You can explore this map by seemingly unrelated categories.

  • enter a word or sentence in each box

  • hit SORT to see how the cards arrange accordingly

  • navigate the map as usual

Status

This is a "digital prototype", which means it is a tool built as a proof-of-concept; and as such, it has been built with some constrains:

Content

The issues of the food system have been narrowed down into the following 5 areas:

  • Power consolidation

  • Workers' rights and conditions

  • Food distribution and accessibility

  • Economic reliance and dependence

  • Local and cultural food variations

The perspectives have been limited to 5 stakeholders, subjectively chosen by their impact and role in the food system:

  • Permaculture local grower

  • CEA industrial grower

  • Supermarket chain manager

  • Wealthy consumer

  • Minimum wage citizen

Functionality

  • 🧑‍💻 The system works beautifully on a computer, specially the Map and Sort

  • 📱 Android is preferred for mobile use

  • ⚠️ Avoid iPhones as videos do not auto-play and map navigation is sluggish and confusing.

  • ⌛️ Video creation and link making takes about 50 seconds.

  • 👯 Multiple users might collide if a photo is sent while a video is created, so your image might be lost or appear on another tile.

  • 🍑🍆 Non-fruit-or-vegetables photos won’t be processed

The system has two modes: Live / Archive

  • Live: you can use it to add photos and generate new videos and links and browse and sort existing tiles. Live mode will be enabled until the end of May 2024, and probably during some specific events only.

  • Archive: You can use it to browse and sort existing tiles. This will be the default status from June to December 2024

Data & Privacy

  • Photos you upload are used to create the video and run the service. They're stored on our servers.

  • Location: We use your IP address (like most websites) to show you relevant local links, but we don't sell or trade any data.

  • 🙌 Open source code: The code is available for anyone to use and see. → github

The Digital Prototype

The technical development has been performed focusing on adaptability and easy deployment.

The software package has scripts to install all the components and required libraries.

The code has been made available as an opensource repository at GitHub

The main components of WTFood are:

  1. Photo capturing and contextual labelling: an easy to use interface to securely and frictionlessly open the device’s camera (mobile) or allow for a photo upload (desktop):

    • Crop the image to 1:1 aspect ratio

    • Identify if it contains any fruit or vegetable

    • Detect the most prominent fruit or vegetable and label the image accordingly

    • Based on user’s IP, identify generic location (country + city)

  2. Story building and link crafting: A chained language model query based on 4 variables: issue + stakeholder + identified-food + location. This model is built with LangChain, using Tavily search API and GPT as the LLM. (this code was built prior to to GPT’s ability to search the web while responding).

    • Explain an issue from the perspective of a stakeholder and related to the identified food

    • Build an engaging title

    • Describe a scene that visually represents the issue explained.

    • Search the web and find 3 relevant links to local events, associations, policies or media that respond to “what can I do about it”, and rephrase the links as descriptive titles according to their content

  3. Visualizer: A generative image+text-to-image workflow developed for ComfyUI that does the following:

    • Given an image of a fruit or vegetable generates additivelly 4 images that match a textual description.

    • The images are interpolated using FILM

    • A final reverse looping video is composed

  4. Cards: An interactive content display system to visualize videos, texts and links

  5. Mapping: Grid-based community generated content: a front-end interface that adapts and grows with user’s contribution

  6. Sorting: A dynamic frontend for plotting media in a two axis space according to their similarities to two given queries. This component uses CLIP embeddings in the backend.

Since the code is built with modularity, each of the avobe mentioned componens can be used independently and refactured to take the inputs from different sources (i.e. an existing database, or web-content) and funnel the outputs to different interfaces, (i.e: a web-based archive, or a messaging system…).

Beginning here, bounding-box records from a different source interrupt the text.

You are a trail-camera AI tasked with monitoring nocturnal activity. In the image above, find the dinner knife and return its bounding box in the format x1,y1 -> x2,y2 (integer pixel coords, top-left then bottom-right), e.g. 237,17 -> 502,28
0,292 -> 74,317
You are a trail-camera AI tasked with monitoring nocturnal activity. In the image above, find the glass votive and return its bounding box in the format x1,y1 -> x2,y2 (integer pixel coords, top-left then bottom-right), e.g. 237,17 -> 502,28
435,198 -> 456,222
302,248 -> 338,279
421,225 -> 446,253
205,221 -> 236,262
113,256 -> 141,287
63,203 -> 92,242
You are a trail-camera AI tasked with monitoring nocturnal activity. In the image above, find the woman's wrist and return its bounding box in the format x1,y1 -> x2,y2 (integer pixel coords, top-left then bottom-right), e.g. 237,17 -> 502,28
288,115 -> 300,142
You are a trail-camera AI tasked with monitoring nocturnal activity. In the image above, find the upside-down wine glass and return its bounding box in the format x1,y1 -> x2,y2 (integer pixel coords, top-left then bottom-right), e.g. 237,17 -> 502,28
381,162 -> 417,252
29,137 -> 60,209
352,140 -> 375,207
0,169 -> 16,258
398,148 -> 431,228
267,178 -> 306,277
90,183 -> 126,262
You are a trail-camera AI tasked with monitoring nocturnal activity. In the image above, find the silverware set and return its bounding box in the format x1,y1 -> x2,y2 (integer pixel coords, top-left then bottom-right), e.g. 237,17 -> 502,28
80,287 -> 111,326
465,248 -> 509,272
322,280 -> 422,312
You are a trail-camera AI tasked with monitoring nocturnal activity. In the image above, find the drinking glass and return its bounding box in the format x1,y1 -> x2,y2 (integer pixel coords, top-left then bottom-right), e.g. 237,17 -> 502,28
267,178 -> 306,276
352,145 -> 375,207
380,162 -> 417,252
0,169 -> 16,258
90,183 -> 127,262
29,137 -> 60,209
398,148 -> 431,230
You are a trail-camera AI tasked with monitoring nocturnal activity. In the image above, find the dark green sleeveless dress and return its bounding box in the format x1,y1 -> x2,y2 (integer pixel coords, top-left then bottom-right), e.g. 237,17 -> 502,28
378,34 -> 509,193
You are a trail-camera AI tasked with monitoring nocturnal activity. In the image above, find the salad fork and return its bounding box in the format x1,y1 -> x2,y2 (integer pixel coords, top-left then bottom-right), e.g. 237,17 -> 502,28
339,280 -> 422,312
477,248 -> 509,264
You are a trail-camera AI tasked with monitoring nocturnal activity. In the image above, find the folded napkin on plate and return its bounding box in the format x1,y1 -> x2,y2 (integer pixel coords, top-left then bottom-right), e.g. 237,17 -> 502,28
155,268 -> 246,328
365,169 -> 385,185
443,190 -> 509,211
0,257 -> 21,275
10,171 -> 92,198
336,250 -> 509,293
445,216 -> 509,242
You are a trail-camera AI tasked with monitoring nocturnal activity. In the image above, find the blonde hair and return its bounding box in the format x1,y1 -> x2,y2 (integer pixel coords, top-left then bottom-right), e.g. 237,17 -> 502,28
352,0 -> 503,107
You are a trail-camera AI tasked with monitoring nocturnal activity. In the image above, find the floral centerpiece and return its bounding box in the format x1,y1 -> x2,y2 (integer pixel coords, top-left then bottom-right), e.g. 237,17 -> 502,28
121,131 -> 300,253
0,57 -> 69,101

This flexibility is intentionally designed for future users to implement the desired component of the WTFood system to their needs.

Next Steps

This prototype will be used on the 2nd phase of the Hungry EcoCities Project.

Wtfood can be useful for many kinds of SME's and associations as the system is robust and built for flexibility and customization. Here are some potential use cases:

  • Engaged Communities: As the image classifier can be fine-tuned to accept photos within very specific categories, associations can leverage the platform to launch challenges around (weird) specific themes such as "food in the park" or "salads with tomatoes"

  • Interactive Product Exploration: Companies can create dynamic explorable product maps categorized by user-defined criteria.

  • Event Dissemination: Communities can adapt the system to promote and share links to upcoming events and activities

Credits

✉️ contact: hello@wtfood.eu

Work, concept & code under HL3 Licence
Hippocratic License HL3-FULL


👇 Below, a journal of the project development, with videos, research links and decisions made


09-2023 / 05-2024

Food Dysmorphia uses AI technology to empower citizens to critically examine the impact of the industrial food complex through aesthetics and storytelling. It addresses the hidden economic aspects of the food system, revealing the true costs obscured within the complexities of the food industrial complex. The project maps out food inequalities, visually representing externalized costs to enhance understanding. It aims to develop a "reality filter" using AI and computer vision, altering images of fruits and vegetables to reflect their true costs, thus facilitating discussions, actions, and knowledge sharing. The target audience includes individuals interested in sustainability, food systems, and social change, especially those open to deeper exploration of these topics. This is a political project, shedding light on the political dimensions of the food industry and its societal impact.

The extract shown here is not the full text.